Ani zabawa granatnikiem w siedzibie Komendy Głównej Policji, ani parasol ochronny nad bratem zamieszanym w mafię VAT-owską, nie szkodzą karierze komendanta głównego Jarosława Szymczyka. Co więcej, jako pupil poprzedniej władzy nie miał żadnych problemów, aby awansować na najwyższe stanowisko w swojej formacji, chociaż Prawo i Sprawiedliwość tak lubi tropić wszelkie związki z Platformą Obywatelską. Pojawia się więc w pełni uzasadnione pytanie, co o obecnym obozie rządowym tak naprawdę wie szef policji.

Mija miesiąc od wciąż tajemniczego wybuchu w KGP w Warszawie, a my wciąż nie znamy prawdy o wydarzeniach z udziałem przewiezionego z Ukrainy granatnika. Można wręcz odnieść wrażenie, że takie rzeczy po prostu się zdarzają – szefowie policji na całym świecie co jakiś czas uszkadzają przecież stropy w swoich siedzibach. I przewożą granatniki z innego kraju, po tym jak przejdą „kurtuazyjną kontrolę” ze strony pograniczników.

Sam Szymczyk także bagatelizuje sprawę. Z opatrunkiem na uchu odniósł się do niej na antenie TVP Info, utrzymując, że żadnego granatnika nie odpalał, a broń po prostu wystrzeliła podczas jej przekładania. Zapomnijcie przy tej okazji o jakichkolwiek zarzutach. Co prawda w tym przypadku mogło dojść do złamania aż trzech artykułów Kodeksu Karnego, ale Szymczyk wciąż nie musi się tym martwić. A składać dymisji również nie zamierza.
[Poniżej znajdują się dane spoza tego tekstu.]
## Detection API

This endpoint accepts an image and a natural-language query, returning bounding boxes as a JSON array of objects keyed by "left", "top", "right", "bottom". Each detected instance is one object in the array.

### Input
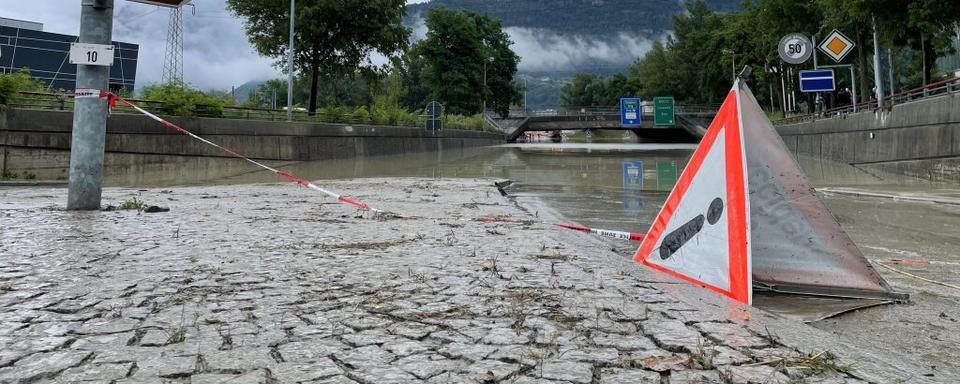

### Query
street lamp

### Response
[
  {"left": 287, "top": 0, "right": 296, "bottom": 122},
  {"left": 720, "top": 48, "right": 737, "bottom": 82},
  {"left": 481, "top": 56, "right": 493, "bottom": 115}
]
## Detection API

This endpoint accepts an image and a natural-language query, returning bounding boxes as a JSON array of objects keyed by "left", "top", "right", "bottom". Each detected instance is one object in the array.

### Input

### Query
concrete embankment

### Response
[
  {"left": 0, "top": 109, "right": 503, "bottom": 179},
  {"left": 777, "top": 93, "right": 960, "bottom": 183},
  {"left": 0, "top": 179, "right": 932, "bottom": 384}
]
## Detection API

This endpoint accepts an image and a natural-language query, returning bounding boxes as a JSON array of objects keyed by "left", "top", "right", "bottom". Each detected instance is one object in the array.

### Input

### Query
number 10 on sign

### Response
[{"left": 70, "top": 43, "right": 113, "bottom": 67}]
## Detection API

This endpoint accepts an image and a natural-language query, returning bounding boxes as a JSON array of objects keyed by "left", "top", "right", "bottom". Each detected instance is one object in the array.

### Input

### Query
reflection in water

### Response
[{"left": 116, "top": 143, "right": 920, "bottom": 236}]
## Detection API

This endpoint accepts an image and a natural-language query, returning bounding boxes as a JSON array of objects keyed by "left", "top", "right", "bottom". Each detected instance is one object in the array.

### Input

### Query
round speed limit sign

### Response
[{"left": 779, "top": 33, "right": 813, "bottom": 64}]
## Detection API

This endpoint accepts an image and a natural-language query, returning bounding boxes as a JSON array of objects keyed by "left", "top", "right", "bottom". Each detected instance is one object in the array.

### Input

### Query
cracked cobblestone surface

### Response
[{"left": 0, "top": 179, "right": 884, "bottom": 384}]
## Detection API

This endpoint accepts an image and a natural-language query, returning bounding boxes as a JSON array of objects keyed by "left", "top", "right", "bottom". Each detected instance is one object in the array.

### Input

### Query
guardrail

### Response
[
  {"left": 774, "top": 77, "right": 960, "bottom": 125},
  {"left": 10, "top": 92, "right": 495, "bottom": 131}
]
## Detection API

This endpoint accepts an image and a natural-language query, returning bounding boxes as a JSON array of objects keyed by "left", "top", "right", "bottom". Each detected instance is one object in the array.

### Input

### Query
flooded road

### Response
[{"left": 107, "top": 143, "right": 960, "bottom": 379}]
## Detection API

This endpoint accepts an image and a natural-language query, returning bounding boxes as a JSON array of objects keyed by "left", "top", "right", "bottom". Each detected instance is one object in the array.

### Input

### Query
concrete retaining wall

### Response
[
  {"left": 777, "top": 93, "right": 960, "bottom": 183},
  {"left": 0, "top": 109, "right": 503, "bottom": 178}
]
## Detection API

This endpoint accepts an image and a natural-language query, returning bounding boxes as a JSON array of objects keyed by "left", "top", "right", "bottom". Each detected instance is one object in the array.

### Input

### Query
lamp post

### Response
[
  {"left": 480, "top": 56, "right": 493, "bottom": 115},
  {"left": 287, "top": 0, "right": 296, "bottom": 122},
  {"left": 67, "top": 0, "right": 113, "bottom": 211},
  {"left": 720, "top": 48, "right": 737, "bottom": 82}
]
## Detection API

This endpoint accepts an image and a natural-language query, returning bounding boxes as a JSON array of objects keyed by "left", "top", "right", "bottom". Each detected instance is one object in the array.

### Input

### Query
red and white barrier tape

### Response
[
  {"left": 553, "top": 223, "right": 646, "bottom": 241},
  {"left": 100, "top": 91, "right": 383, "bottom": 213}
]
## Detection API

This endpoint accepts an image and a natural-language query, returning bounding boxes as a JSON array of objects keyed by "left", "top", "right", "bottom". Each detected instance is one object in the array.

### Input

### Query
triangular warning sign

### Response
[
  {"left": 636, "top": 85, "right": 752, "bottom": 303},
  {"left": 634, "top": 80, "right": 896, "bottom": 304}
]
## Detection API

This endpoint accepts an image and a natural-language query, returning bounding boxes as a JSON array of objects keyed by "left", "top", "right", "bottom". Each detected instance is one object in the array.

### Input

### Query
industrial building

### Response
[{"left": 0, "top": 17, "right": 140, "bottom": 92}]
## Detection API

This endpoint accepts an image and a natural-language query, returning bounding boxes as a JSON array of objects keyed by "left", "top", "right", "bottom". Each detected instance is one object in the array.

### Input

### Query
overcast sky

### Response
[
  {"left": 0, "top": 0, "right": 423, "bottom": 89},
  {"left": 0, "top": 0, "right": 650, "bottom": 90}
]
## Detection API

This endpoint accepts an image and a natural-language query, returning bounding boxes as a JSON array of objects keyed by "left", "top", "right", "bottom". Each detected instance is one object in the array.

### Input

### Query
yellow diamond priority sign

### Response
[{"left": 818, "top": 29, "right": 856, "bottom": 63}]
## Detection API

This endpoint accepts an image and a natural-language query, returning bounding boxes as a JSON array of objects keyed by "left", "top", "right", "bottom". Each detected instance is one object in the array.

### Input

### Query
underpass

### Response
[{"left": 493, "top": 105, "right": 716, "bottom": 143}]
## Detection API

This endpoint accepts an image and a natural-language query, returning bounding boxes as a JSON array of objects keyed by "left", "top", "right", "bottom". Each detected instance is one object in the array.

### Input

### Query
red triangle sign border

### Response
[{"left": 634, "top": 85, "right": 753, "bottom": 305}]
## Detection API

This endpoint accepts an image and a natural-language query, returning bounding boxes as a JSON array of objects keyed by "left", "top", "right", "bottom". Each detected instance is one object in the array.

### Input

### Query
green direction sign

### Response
[
  {"left": 653, "top": 97, "right": 676, "bottom": 125},
  {"left": 657, "top": 161, "right": 677, "bottom": 191}
]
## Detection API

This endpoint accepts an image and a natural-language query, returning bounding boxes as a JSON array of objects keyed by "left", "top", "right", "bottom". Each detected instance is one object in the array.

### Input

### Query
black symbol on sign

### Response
[{"left": 660, "top": 197, "right": 723, "bottom": 260}]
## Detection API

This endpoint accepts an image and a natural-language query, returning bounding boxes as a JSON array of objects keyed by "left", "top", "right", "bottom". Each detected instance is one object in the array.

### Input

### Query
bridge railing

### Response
[
  {"left": 776, "top": 77, "right": 960, "bottom": 125},
  {"left": 510, "top": 103, "right": 720, "bottom": 118}
]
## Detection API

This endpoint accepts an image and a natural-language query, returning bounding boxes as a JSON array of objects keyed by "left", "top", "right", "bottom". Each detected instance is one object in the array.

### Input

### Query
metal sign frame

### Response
[
  {"left": 800, "top": 69, "right": 837, "bottom": 93},
  {"left": 424, "top": 100, "right": 443, "bottom": 134},
  {"left": 817, "top": 29, "right": 857, "bottom": 63}
]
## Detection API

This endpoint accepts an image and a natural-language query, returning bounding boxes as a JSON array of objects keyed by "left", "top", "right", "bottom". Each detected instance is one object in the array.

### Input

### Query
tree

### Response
[
  {"left": 140, "top": 81, "right": 233, "bottom": 117},
  {"left": 227, "top": 0, "right": 410, "bottom": 113},
  {"left": 410, "top": 8, "right": 520, "bottom": 116}
]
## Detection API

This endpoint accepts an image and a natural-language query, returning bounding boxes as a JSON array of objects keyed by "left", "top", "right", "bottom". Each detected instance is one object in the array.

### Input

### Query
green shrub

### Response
[
  {"left": 0, "top": 68, "right": 44, "bottom": 105},
  {"left": 140, "top": 82, "right": 233, "bottom": 117},
  {"left": 353, "top": 105, "right": 370, "bottom": 124}
]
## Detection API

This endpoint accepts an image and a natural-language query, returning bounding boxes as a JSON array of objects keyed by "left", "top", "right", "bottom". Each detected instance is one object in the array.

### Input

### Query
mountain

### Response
[
  {"left": 407, "top": 0, "right": 742, "bottom": 108},
  {"left": 407, "top": 0, "right": 741, "bottom": 40}
]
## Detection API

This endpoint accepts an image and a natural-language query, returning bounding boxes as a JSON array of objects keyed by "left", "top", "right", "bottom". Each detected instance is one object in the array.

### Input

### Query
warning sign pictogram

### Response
[{"left": 637, "top": 86, "right": 752, "bottom": 303}]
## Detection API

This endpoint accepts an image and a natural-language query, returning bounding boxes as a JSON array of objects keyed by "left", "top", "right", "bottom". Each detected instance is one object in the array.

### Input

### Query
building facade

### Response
[{"left": 0, "top": 18, "right": 140, "bottom": 92}]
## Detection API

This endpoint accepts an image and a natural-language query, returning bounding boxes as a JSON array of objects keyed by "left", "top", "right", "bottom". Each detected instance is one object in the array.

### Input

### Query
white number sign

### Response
[
  {"left": 778, "top": 33, "right": 813, "bottom": 64},
  {"left": 70, "top": 43, "right": 113, "bottom": 67}
]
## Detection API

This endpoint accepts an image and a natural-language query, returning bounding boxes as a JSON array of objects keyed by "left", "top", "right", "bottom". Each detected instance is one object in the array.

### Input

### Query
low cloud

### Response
[
  {"left": 404, "top": 17, "right": 666, "bottom": 73},
  {"left": 505, "top": 27, "right": 653, "bottom": 72},
  {"left": 0, "top": 0, "right": 280, "bottom": 90}
]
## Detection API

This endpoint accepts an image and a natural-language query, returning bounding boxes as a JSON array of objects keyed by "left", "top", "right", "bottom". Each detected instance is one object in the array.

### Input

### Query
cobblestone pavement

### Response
[{"left": 0, "top": 179, "right": 920, "bottom": 384}]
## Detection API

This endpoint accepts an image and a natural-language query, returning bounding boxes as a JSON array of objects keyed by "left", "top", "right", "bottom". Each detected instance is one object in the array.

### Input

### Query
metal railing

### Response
[
  {"left": 10, "top": 92, "right": 492, "bottom": 131},
  {"left": 774, "top": 77, "right": 960, "bottom": 125},
  {"left": 510, "top": 103, "right": 720, "bottom": 118}
]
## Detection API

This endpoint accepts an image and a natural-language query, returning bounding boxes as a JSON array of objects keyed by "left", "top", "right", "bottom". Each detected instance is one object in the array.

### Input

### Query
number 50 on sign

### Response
[{"left": 70, "top": 43, "right": 113, "bottom": 67}]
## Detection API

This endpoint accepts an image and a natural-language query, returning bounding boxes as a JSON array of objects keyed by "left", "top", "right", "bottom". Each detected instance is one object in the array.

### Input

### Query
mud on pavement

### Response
[{"left": 0, "top": 179, "right": 939, "bottom": 384}]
Prokuratorskimi zarzutami może przejmować się za to brat komendanta głównego, który usłyszał ich łącznie pięć w związku ze śledztwem dotyczącym udziału w zorganizowanej grupie przestępczej zajmującej się przekrętami z VAT-em. Łukasz S. mimo tak poważnych zarzutów nie trafił jednak do aresztu. Zdaniem „Gazety Wyborczej” cieszy się on „parasolem ochronnym” ze strony lubelskiej prokuratury, natomiast według Ministerstwa Spraw Wewnętrznych i Administracji nie przebywa w miejscu odosobnienia z powodu choroby onkologicznej żony.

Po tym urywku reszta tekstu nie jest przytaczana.